FXI is a Malaysian based enterprise software company, which listed on AIM last December. It currently has two offerings: Core Transaction Engine (CTE) and Business Intelligence (BI). CTE, FXI’s first product, provides software to aid the day-to-day running of a business, such as payments, messaging, audit trail and security management. BI is a software suite, which helps its fantastic list of blue chip clients, to make sense of the huge amount of data they collect through their everyday operations, so that they can better manage their business and stay ahead of the competition. Growth has been strong with sales for the year ended September 2013 forecast to be up 31% on 2012 and earnings per share up 46%. A year end trading statement issued yesterday confirms that the “board anticipates that the revenue as well as profit achieved for the full year results for the year ending 30 September will be at least in line with market expectations.”
In the trading statement it says that its “new flagship Big Data product, GIANT, is now in advanced stages of testing. Once launched, GIANT will be able to be deployed to either cloud, on premise or hybrid environments. Fusionex has conducted a number of paid pilots with clients, and full product launch continues to be targeted before the end of calendar year 2013.” GIANT could be a game changer for FXI as it is will be priced at a significant premium to the BI offering and with management claiming that 70% of existing customers have already expressed an interest in it, sales uptake could be pretty rapid.

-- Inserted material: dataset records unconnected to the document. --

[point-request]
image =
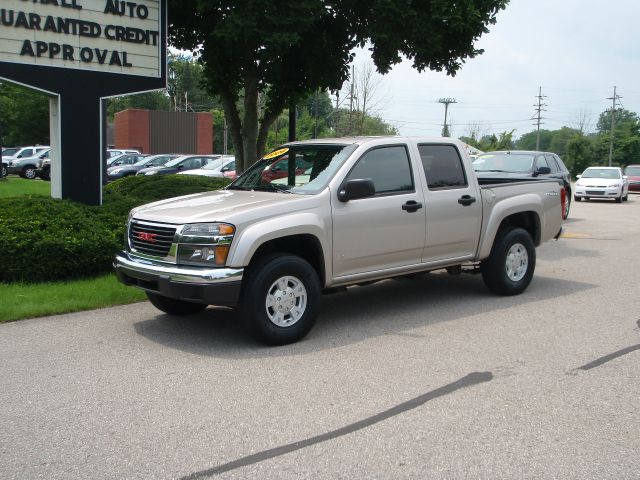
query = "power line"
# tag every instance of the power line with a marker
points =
(446, 102)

The company is Malaysian based, reporting in Malaysian ringgits, and is building a substantial presence in the rapidly growing Far East region; it has recently opened offices in Hong Kong and Indonesia. In yesterday’s announcement it highlighted its first new client win in Hong Kong and the importance of its Hong Kong office as a “hub and gateway to North Asia (including China) and a region where management believes strong product demand continues to exist.” It went on to say “the Group has built a steady sales pipeline over the last few months in Hong Kong (which covers Northern Asia), and Management is therefore confident that it will progressively win more new business from Hong Kong and China.”
The Company has a strong reputation and has not yet had a customer leave them. It has a strong relationship with Microsoft where earlier this year it won its Asia Pacific Award for Business Intelligence. Its CEO and founder Ivan Teh owns 51% of the company and no shareholders sold at last year’s IPO.
Valuation; on the house forecasts of 46.8cents for September 2013, 57.7 cents for 2014 and 70.2 cents for 2015 the shares are valued at 35x Sept 13, falling to 28x and then 23.5x for 46% growth followed by 23% and 23% respectively. It generates cash and pays a dividend forecast at 10.5cents for September 2014, giving a yield of 0.6%.
Conclusion: Typically I would be scared off by a PE rating above 20, preferring stocks valued in the mid-teens. In this case, however, I think that there is a good chance that current earnings estimates will prove too cautious as growth exceeds expectations, especially as it rolls out GIANT. My confidence is also boosted by its superb list of clients (see website) and its strong relationship with Microsoft.